Meteorite / Poison Cloud
This is all about map control. Meteorite, if it hits, sends you flying and deals a lot of damage. However, it also burns any player that walks over the flames. Combine that with poison cloud which deals damage for each second you are in the zone. You can pretty much control a good chuck of the map.
Portal / anything
Portal is an amazing tricky spell. It creates two portals and anything that goes through, comes out the other side. By using Portal, you can hit anyone on the map.
In the demo, we saw a grassy arena where you had to stay in the light while trying to take down opponents. Are there other modes currently in the pipeline?
Currently, we are prototyping different types of arena, and, eventually, we want to add a co-op mode into the game.
Could you tell us about the art style that you’ve used, and what sort of locations we should expect to see in the final release of the game?
The art style is inspired by many sources, particularly games and animations. There is a deliberate whimsical fairytale style which has broad appeal.
We try to avoid a typical ‘3D’ or ‘videogamey’ look where possible. Important game elements are very saturated and contrasting, with softened environmental or ‘secondary’ effects.
Some ideas we’ve had for future environments include deserts, lakes and volcanic platforms. The specifics are to be determined!
9. Game development has its share of difficulties, and being in Perth doesn’t often help. What has been your greatest challenge working on the game so far?
Trying to stay motivated when you’re boot strapping the game. Its hard to build something that may never reach the audience you would like it to reach and its even harder when you have no income. This has been the hardest challenge.
How did it feel showing your game to the general public for the first time, and what were your impressions of the Perth Games Festival as a whole?
Ah, this was not our first time actually. We took our game to Supernova and a few other small indie events. But overall I think PGF is an amazing step to the best suited community in Perth. Each year, I’m always amazed at how much bigger its getting. I think one day it may rival the likes of OZ Comic Con or PaxAus.
Can we expect to see your game at local playtesting events such as Playup Perth next year? Also, what release timeframe and platforms are you aiming toward?

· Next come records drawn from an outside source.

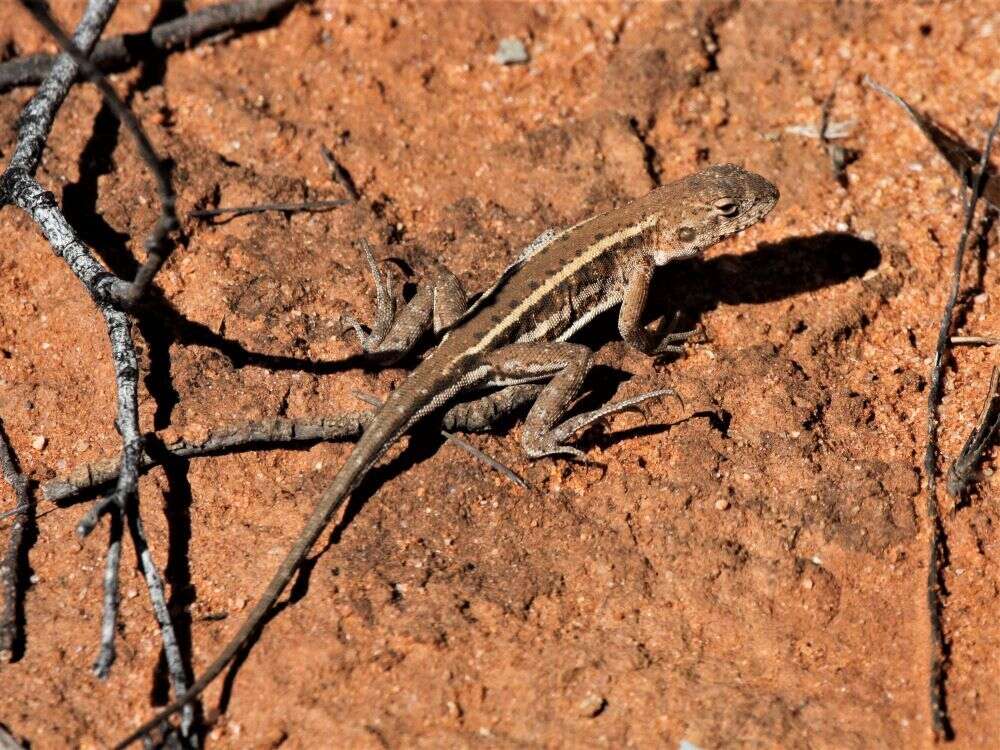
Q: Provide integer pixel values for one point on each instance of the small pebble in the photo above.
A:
(592, 705)
(511, 51)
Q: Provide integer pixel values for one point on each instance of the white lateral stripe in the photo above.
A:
(588, 316)
(565, 272)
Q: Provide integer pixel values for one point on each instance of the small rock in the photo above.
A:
(592, 705)
(511, 51)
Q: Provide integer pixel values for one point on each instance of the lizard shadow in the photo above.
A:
(772, 272)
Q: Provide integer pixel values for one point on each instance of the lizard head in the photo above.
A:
(709, 206)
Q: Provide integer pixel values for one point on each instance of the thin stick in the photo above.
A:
(340, 174)
(121, 52)
(269, 432)
(10, 569)
(960, 475)
(262, 207)
(974, 341)
(158, 247)
(461, 443)
(953, 151)
(939, 714)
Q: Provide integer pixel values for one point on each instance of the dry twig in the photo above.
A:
(939, 714)
(10, 569)
(122, 52)
(111, 295)
(961, 473)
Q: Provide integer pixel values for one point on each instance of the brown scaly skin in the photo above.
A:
(516, 333)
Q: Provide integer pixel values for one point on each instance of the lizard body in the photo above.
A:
(516, 333)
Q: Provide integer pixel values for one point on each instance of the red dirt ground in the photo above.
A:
(753, 579)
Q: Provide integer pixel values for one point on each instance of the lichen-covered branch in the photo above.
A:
(961, 472)
(936, 545)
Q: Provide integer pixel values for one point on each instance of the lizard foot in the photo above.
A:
(551, 442)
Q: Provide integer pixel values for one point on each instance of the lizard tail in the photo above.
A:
(382, 432)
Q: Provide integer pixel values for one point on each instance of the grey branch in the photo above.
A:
(10, 572)
(158, 246)
(267, 432)
(121, 52)
(462, 417)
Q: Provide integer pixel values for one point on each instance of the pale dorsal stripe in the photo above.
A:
(590, 253)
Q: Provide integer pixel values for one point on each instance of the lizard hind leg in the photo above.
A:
(567, 365)
(437, 304)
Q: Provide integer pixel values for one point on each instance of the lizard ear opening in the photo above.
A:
(686, 234)
(726, 207)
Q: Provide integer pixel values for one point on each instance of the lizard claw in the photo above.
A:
(385, 307)
(552, 442)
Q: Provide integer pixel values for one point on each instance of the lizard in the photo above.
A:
(516, 334)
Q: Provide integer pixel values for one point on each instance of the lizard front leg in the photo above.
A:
(630, 325)
(566, 365)
(437, 304)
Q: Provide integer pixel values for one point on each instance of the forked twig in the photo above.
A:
(982, 436)
(110, 294)
(936, 553)
(260, 208)
(265, 433)
(461, 443)
(158, 246)
(121, 52)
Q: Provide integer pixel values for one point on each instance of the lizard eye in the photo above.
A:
(726, 207)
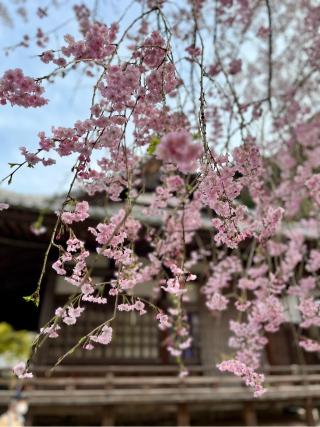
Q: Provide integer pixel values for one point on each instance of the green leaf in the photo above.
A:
(33, 298)
(155, 141)
(196, 136)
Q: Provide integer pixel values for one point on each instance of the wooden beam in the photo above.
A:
(249, 415)
(108, 416)
(310, 420)
(183, 416)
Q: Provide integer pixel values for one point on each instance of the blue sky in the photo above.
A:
(69, 97)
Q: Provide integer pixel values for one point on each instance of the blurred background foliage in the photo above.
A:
(14, 345)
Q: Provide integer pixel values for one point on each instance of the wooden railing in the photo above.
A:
(114, 385)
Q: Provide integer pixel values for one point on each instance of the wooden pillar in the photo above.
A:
(108, 416)
(28, 419)
(183, 416)
(249, 415)
(310, 421)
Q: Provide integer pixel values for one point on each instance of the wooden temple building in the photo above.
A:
(133, 381)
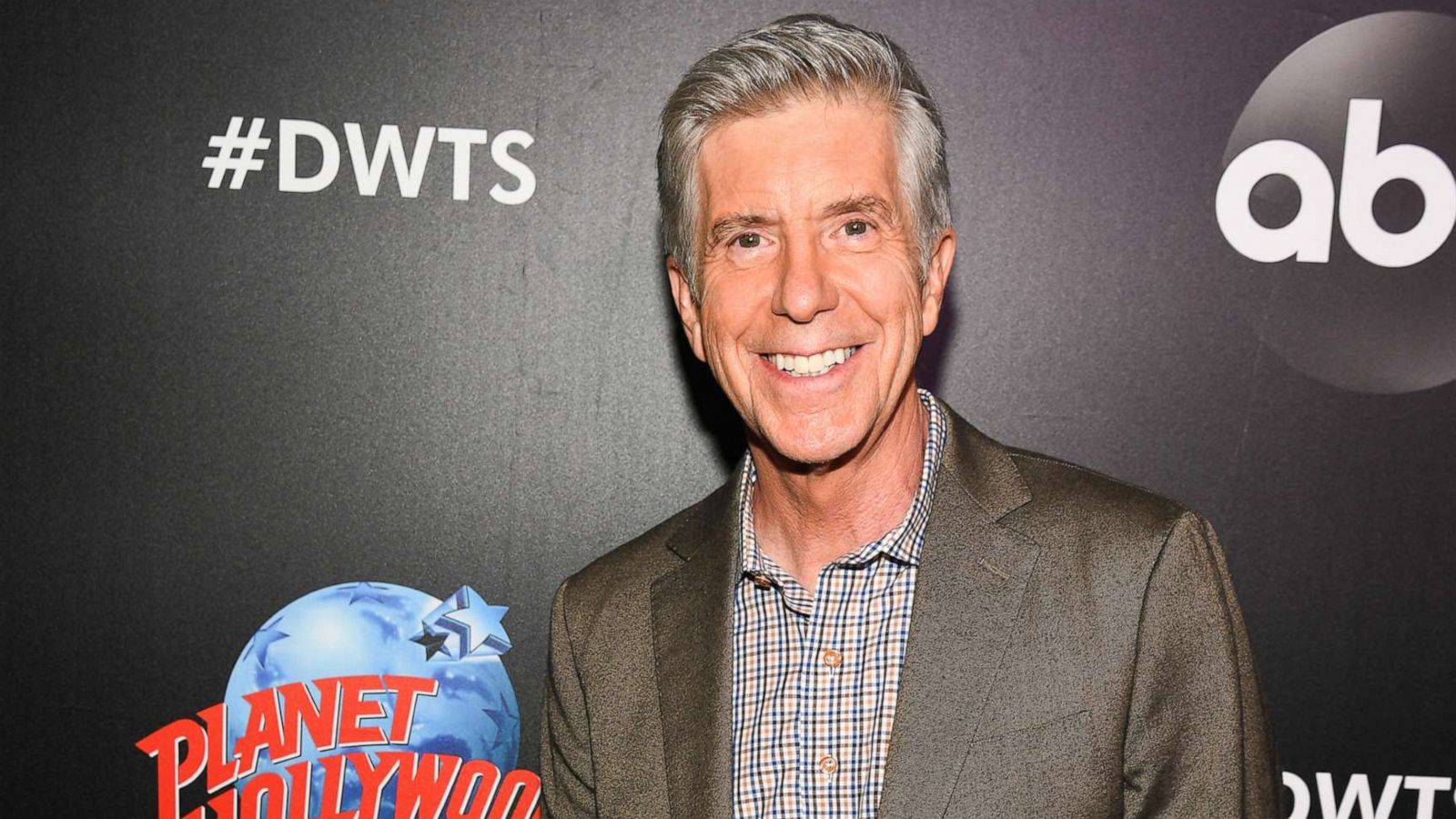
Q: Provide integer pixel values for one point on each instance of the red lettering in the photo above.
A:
(175, 770)
(300, 784)
(225, 804)
(266, 784)
(262, 731)
(475, 792)
(302, 713)
(222, 770)
(371, 782)
(410, 690)
(521, 794)
(354, 707)
(332, 796)
(424, 782)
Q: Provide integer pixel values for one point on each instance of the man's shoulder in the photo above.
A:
(1070, 493)
(1084, 518)
(625, 574)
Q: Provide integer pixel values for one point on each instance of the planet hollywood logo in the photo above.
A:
(1339, 193)
(360, 702)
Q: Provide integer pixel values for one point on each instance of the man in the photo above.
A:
(885, 612)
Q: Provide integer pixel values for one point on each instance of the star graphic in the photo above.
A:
(482, 632)
(364, 591)
(433, 643)
(266, 637)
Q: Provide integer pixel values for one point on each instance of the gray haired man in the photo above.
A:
(885, 612)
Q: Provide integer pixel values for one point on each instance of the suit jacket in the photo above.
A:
(1075, 651)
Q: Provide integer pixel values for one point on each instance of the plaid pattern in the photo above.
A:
(815, 675)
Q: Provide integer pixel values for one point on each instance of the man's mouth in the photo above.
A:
(810, 366)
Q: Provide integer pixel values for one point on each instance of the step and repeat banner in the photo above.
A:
(337, 336)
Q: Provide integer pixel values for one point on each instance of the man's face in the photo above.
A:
(810, 308)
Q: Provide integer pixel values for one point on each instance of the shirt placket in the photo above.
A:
(824, 734)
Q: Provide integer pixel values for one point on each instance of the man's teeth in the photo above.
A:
(814, 365)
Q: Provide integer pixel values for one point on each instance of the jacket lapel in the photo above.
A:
(692, 634)
(968, 588)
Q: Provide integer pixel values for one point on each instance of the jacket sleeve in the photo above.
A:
(1198, 738)
(568, 780)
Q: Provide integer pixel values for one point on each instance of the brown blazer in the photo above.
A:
(1075, 651)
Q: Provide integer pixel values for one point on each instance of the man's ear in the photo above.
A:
(686, 307)
(932, 293)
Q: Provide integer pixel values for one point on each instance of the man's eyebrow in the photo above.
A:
(870, 203)
(733, 223)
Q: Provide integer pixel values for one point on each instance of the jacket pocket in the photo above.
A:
(1045, 770)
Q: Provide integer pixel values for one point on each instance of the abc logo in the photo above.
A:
(1337, 203)
(1366, 167)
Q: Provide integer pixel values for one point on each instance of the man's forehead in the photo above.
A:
(812, 153)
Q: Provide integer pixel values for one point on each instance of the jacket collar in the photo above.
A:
(967, 592)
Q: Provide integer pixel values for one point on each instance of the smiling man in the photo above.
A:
(885, 612)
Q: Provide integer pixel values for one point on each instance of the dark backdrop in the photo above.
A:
(216, 401)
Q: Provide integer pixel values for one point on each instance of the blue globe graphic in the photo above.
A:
(376, 630)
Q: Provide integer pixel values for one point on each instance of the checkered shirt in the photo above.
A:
(815, 675)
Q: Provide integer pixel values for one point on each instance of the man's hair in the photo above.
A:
(795, 58)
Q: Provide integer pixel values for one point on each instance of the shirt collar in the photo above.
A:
(900, 544)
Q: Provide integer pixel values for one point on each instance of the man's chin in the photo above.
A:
(804, 448)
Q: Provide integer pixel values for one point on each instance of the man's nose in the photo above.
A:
(805, 288)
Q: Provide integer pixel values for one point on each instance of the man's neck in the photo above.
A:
(804, 518)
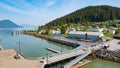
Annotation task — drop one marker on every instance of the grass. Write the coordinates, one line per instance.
(108, 35)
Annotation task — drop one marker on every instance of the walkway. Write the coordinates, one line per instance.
(1, 48)
(77, 59)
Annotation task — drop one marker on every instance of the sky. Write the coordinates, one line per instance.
(40, 12)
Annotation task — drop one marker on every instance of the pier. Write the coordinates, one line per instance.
(1, 48)
(53, 50)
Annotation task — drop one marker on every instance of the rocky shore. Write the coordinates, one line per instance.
(108, 55)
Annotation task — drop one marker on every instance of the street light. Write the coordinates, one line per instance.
(19, 44)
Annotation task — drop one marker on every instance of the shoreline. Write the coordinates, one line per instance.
(46, 37)
(8, 60)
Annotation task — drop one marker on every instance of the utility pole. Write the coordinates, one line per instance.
(19, 44)
(61, 49)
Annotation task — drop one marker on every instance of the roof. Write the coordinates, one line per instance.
(89, 33)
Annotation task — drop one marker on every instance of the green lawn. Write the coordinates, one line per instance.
(108, 35)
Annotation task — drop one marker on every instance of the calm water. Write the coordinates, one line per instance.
(98, 63)
(30, 46)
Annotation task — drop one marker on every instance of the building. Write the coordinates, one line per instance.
(85, 35)
(42, 32)
(57, 31)
(97, 29)
(70, 29)
(111, 30)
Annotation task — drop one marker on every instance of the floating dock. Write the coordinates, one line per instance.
(64, 41)
(53, 50)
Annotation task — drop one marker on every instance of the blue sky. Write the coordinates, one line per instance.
(39, 12)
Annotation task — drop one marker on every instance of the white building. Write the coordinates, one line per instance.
(85, 35)
(112, 31)
(58, 31)
(42, 32)
(70, 29)
(96, 29)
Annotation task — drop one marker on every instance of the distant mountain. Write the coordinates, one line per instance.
(8, 24)
(88, 14)
(28, 26)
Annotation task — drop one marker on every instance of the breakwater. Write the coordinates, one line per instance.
(53, 39)
(37, 35)
(108, 55)
(65, 42)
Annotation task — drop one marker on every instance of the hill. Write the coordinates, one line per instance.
(8, 24)
(88, 14)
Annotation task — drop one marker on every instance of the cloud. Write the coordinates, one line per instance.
(50, 3)
(13, 9)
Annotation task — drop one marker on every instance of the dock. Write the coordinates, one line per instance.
(53, 50)
(1, 48)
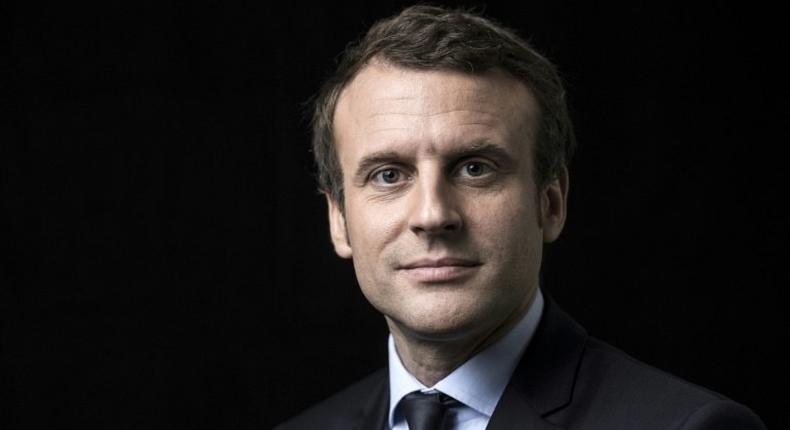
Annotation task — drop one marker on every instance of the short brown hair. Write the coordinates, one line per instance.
(430, 37)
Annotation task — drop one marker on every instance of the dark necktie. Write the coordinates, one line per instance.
(426, 411)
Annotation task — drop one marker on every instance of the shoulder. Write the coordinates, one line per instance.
(347, 408)
(625, 393)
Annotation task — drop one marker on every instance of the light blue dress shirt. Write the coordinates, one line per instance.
(477, 384)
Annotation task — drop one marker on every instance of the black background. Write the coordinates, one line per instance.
(167, 262)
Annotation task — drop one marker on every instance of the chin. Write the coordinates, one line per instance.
(442, 321)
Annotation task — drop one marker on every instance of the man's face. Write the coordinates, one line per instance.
(442, 215)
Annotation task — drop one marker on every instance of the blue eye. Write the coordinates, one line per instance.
(388, 176)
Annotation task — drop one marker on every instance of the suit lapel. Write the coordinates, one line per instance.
(374, 410)
(543, 380)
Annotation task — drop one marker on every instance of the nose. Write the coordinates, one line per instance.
(435, 210)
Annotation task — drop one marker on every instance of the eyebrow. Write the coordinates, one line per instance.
(476, 148)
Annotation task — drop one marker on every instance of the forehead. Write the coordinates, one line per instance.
(385, 104)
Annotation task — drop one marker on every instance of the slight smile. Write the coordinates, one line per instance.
(439, 270)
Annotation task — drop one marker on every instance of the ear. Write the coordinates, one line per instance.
(554, 206)
(337, 228)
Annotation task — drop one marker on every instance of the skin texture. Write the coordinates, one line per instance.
(442, 218)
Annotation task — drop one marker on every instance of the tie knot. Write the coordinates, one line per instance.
(426, 411)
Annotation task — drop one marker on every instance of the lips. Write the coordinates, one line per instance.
(448, 269)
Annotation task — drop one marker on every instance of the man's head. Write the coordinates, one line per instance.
(442, 144)
(434, 38)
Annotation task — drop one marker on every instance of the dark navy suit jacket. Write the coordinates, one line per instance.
(565, 379)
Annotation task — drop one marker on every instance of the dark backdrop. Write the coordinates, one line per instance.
(166, 257)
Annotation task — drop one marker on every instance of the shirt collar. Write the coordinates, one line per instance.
(481, 380)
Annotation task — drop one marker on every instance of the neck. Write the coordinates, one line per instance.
(430, 360)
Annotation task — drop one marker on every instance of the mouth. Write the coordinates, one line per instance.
(440, 270)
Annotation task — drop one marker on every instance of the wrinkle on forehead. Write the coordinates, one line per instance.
(385, 103)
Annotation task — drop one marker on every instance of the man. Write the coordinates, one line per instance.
(442, 143)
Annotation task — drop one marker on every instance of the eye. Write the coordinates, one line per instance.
(387, 176)
(475, 169)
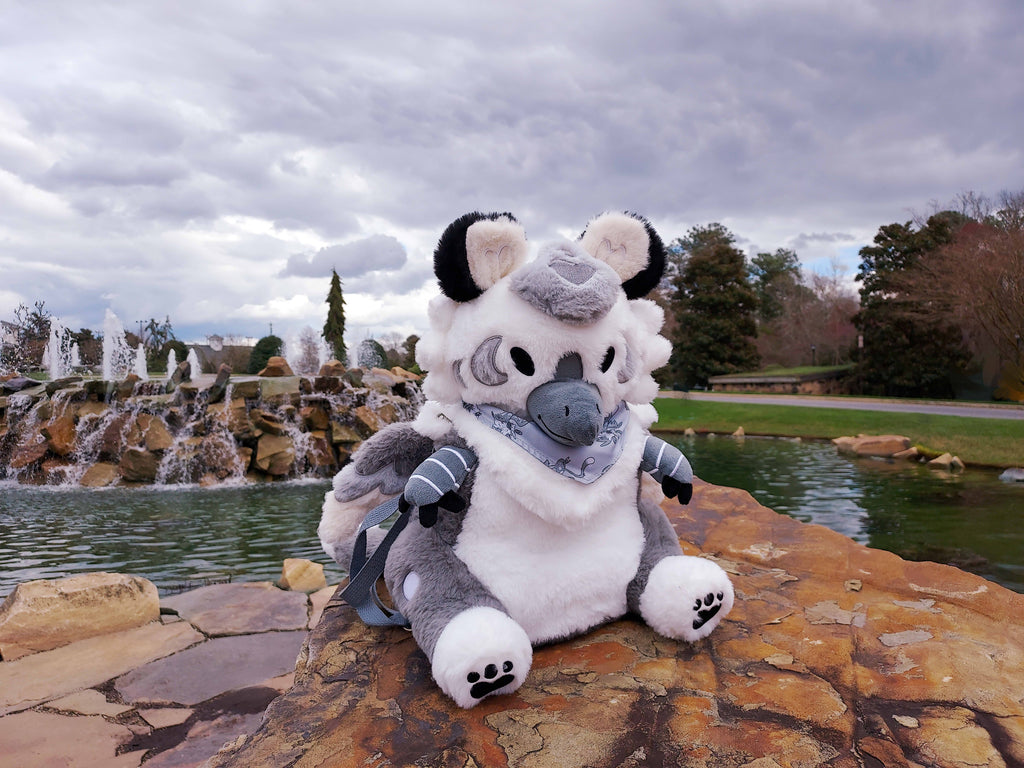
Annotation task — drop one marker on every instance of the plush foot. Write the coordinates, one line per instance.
(686, 597)
(480, 652)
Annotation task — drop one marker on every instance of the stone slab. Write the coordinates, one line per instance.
(241, 608)
(88, 701)
(204, 739)
(213, 668)
(804, 672)
(165, 717)
(42, 738)
(53, 674)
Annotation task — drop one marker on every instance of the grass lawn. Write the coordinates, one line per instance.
(994, 442)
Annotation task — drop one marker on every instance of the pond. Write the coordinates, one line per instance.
(181, 537)
(971, 519)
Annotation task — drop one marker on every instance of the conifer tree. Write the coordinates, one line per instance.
(334, 327)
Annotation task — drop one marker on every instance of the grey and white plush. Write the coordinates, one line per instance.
(525, 462)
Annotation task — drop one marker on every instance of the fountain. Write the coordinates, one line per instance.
(118, 356)
(60, 356)
(140, 369)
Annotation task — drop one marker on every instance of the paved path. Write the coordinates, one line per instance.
(974, 411)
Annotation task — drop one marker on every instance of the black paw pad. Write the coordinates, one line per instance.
(489, 681)
(707, 608)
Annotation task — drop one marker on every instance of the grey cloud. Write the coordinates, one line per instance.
(377, 253)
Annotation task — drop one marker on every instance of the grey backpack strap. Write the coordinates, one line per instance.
(361, 590)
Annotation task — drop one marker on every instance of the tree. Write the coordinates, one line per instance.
(905, 353)
(265, 348)
(715, 307)
(307, 361)
(334, 327)
(775, 278)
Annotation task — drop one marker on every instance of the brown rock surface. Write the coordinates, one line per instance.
(47, 613)
(834, 654)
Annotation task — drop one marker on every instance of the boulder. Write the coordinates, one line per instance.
(1014, 474)
(834, 651)
(299, 574)
(865, 445)
(332, 368)
(43, 614)
(276, 367)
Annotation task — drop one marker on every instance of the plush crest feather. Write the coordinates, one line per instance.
(477, 250)
(629, 245)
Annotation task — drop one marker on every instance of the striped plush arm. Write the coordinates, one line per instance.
(435, 481)
(668, 465)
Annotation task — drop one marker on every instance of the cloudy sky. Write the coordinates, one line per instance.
(211, 162)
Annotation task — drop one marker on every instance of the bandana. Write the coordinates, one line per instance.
(584, 463)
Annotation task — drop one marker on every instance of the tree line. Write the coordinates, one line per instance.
(940, 306)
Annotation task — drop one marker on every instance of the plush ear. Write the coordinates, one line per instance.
(476, 251)
(628, 244)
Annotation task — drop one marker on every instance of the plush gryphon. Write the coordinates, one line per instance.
(523, 467)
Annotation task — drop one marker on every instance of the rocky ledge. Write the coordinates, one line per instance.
(835, 654)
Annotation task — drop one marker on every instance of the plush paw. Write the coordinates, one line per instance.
(686, 597)
(479, 653)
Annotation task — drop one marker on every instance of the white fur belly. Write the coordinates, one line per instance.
(554, 582)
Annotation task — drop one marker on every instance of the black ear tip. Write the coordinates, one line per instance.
(451, 262)
(646, 281)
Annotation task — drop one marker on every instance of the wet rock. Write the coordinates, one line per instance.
(276, 366)
(241, 608)
(805, 671)
(1014, 474)
(866, 445)
(212, 668)
(274, 455)
(43, 677)
(299, 574)
(138, 465)
(44, 614)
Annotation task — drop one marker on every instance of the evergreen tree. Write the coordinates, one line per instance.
(904, 352)
(715, 306)
(334, 327)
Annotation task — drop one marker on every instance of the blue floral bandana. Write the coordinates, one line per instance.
(584, 464)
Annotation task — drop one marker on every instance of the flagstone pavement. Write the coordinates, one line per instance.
(170, 693)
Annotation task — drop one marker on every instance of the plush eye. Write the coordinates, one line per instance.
(609, 357)
(522, 361)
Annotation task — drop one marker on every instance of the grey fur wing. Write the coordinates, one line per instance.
(383, 463)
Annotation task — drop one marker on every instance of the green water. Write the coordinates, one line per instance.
(971, 519)
(181, 537)
(175, 537)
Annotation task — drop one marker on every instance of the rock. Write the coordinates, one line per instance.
(43, 677)
(804, 672)
(1014, 474)
(41, 738)
(100, 475)
(275, 367)
(212, 668)
(138, 465)
(274, 455)
(866, 445)
(241, 608)
(332, 368)
(910, 454)
(299, 574)
(44, 614)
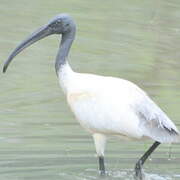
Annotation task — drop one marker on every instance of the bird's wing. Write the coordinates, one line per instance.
(154, 122)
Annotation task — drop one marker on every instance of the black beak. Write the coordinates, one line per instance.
(37, 35)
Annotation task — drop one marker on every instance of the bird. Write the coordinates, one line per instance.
(104, 105)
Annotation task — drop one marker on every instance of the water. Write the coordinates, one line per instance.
(135, 40)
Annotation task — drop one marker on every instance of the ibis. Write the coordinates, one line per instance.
(103, 105)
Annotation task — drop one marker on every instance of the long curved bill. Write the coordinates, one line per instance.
(37, 35)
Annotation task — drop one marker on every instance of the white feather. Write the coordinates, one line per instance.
(113, 106)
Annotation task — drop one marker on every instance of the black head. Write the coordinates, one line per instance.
(60, 24)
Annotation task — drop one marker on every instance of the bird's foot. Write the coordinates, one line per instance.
(139, 175)
(102, 172)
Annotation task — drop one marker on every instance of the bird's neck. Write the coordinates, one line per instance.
(65, 45)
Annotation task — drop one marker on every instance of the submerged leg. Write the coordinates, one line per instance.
(101, 165)
(141, 161)
(100, 142)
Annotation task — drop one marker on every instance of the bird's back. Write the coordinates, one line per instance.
(115, 106)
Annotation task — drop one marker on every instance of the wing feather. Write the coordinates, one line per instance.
(154, 122)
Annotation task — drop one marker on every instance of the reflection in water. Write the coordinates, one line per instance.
(135, 40)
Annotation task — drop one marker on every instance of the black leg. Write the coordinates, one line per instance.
(101, 165)
(141, 161)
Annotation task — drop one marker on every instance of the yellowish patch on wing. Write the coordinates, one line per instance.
(74, 97)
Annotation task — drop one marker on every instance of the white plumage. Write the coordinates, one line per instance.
(104, 105)
(113, 106)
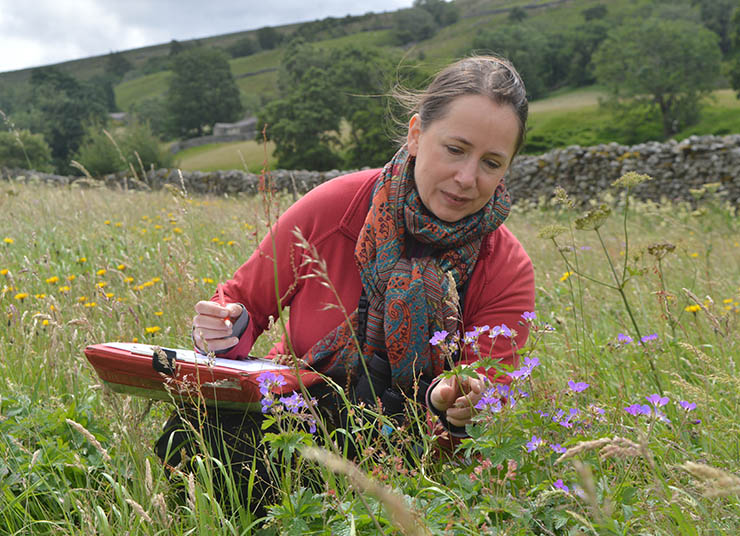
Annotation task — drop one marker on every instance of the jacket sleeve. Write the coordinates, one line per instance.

Yes, you will see our game around. We’re hoping to release mid-next-year. Target platforms are PC, Xbox and PlayStation.
We understand that Bellus Mortem is currently on Kickstarter and Steam Greenlight. Could you tell us about that, and how our readers can support your project?
Yes, we are! We are trying to raise enough money so we can convert our game from local-multiplayer to online-multiplayer. Similar to Super Smash Bros. If you would like to support us you can goto www.rwgames.net/support for Kickstarter and www.rwgames.net/vote for Greenlight!